How do you balance latency and throughput trade-offs when designing a model serving system?
Latency is the time to serve a single request; throughput is the number of requests served per second. They are in tension because batching requests improves GPU utilization and throughput but adds queuing delay. The design goal is to meet the latency SLA at the highest possible throughput.
How to think about it
Latency (p50, p95, p99) is what users experience. Throughput (requests per second, tokens per second) determines cost efficiency. On GPU hardware they conflict: a batch of 32 inputs uses the same kernel launch overhead as a batch of 1, so larger batches amortize fixed costs and raise throughput — but items in the batch must wait for the batch to fill before processing starts, raising latency.
Key levers:
Dynamic batching — accept requests for up to max_wait_ms or max_batch_size, whichever comes first. NVIDIA Triton, TorchServe, and vLLM all implement this. Tune max_wait_ms to keep p99 latency within SLA while saturating GPU cores.
Model concurrency — run multiple model instances on the same GPU (MIG partitioning or multiple CUDA streams). Increases throughput without increasing per-request latency when requests are small.

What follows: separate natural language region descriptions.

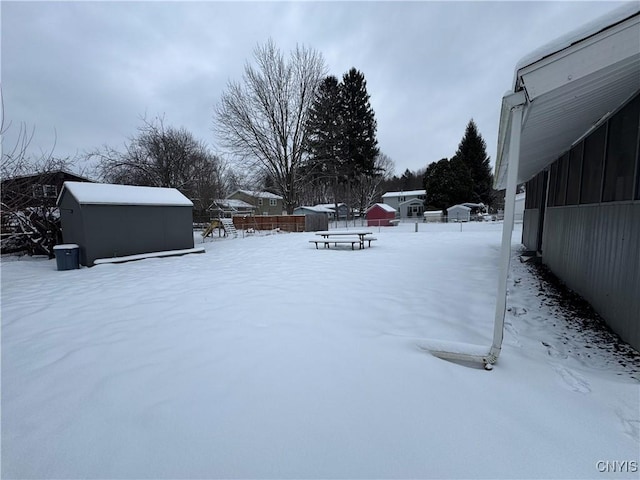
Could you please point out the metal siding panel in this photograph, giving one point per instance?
(116, 230)
(595, 250)
(530, 229)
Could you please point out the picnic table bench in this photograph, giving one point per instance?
(358, 237)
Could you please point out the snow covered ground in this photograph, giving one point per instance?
(267, 358)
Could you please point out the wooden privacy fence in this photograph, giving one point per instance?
(286, 223)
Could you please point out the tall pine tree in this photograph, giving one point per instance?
(360, 146)
(341, 134)
(324, 132)
(472, 152)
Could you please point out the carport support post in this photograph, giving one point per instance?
(507, 230)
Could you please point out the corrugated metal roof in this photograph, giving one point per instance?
(570, 90)
(87, 193)
(384, 206)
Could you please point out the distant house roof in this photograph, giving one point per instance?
(258, 194)
(316, 208)
(110, 194)
(330, 206)
(459, 207)
(232, 204)
(411, 201)
(48, 174)
(406, 192)
(383, 206)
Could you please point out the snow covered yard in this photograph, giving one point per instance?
(267, 358)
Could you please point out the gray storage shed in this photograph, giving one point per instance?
(109, 221)
(458, 213)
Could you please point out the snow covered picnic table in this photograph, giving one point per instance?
(360, 234)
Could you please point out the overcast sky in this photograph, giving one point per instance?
(84, 73)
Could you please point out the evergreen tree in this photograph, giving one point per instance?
(447, 182)
(324, 127)
(359, 146)
(472, 151)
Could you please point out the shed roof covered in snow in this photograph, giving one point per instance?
(316, 208)
(566, 88)
(405, 193)
(258, 194)
(110, 194)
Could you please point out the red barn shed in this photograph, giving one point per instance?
(380, 215)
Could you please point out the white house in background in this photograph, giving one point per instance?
(409, 203)
(313, 210)
(458, 213)
(265, 203)
(342, 209)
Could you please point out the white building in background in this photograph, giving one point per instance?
(409, 203)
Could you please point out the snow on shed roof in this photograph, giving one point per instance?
(330, 206)
(384, 206)
(110, 194)
(406, 192)
(258, 194)
(316, 208)
(232, 203)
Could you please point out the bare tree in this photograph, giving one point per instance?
(30, 219)
(262, 119)
(164, 156)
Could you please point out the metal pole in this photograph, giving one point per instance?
(507, 230)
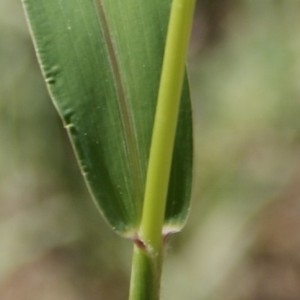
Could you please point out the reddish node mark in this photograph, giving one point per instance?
(139, 243)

Continuous batching (LLMs) — instead of waiting for an entire batch to finish decoding, slot in new requests as positions free up. vLLM’s PagedAttention implements this, raising throughput by 3–10x for generation workloads.
Async pre/post-processing — tokenization, feature lookup, and response serialization on CPU threads should not block GPU inference. Pipeline stages overlap on separate threads.

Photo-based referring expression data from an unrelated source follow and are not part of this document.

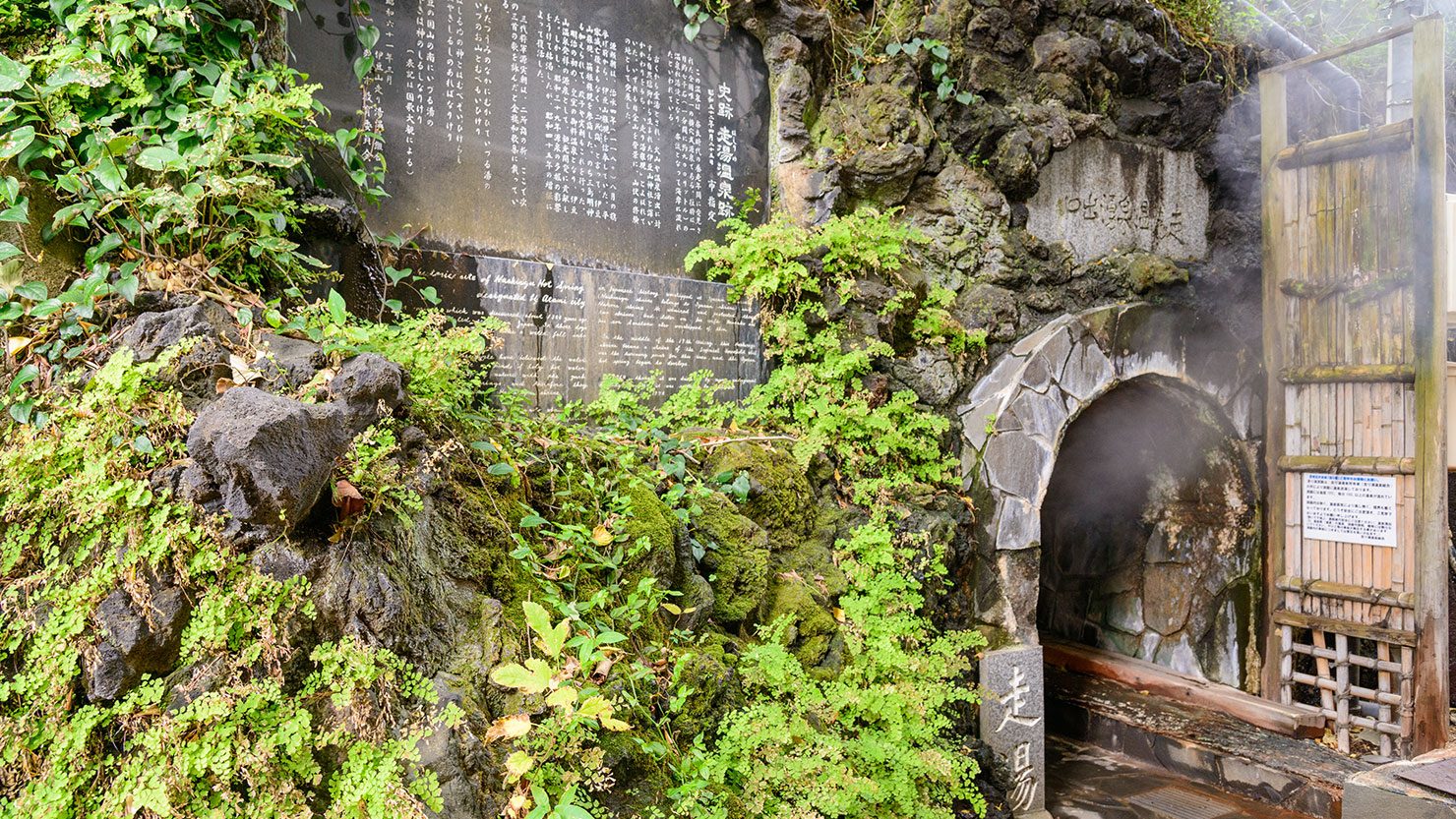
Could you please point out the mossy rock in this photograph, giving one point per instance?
(54, 263)
(715, 691)
(810, 624)
(813, 561)
(737, 557)
(779, 495)
(1142, 272)
(652, 519)
(473, 539)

# Triton dynamic batching config (config.pbtxt)
dynamic_batching {
preferred_batch_size: [8, 16, 32]
max_queue_delay_microseconds: 5000 # 5 ms max wait
}
instance_group [{ count: 2, kind: KIND_GPU }]
# Measure throughput vs latency with locust or wrk
wrk -t4 -c64 -d60s --latency http://localhost:8080/predict
# Adjust concurrency until p99 crosses your SLA — that is your operating point
Capacity planning rule of thumb: target GPU utilization at 70–80 %. Below 60 % you are over-provisioned; above 85 % queuing latency spikes non-linearly.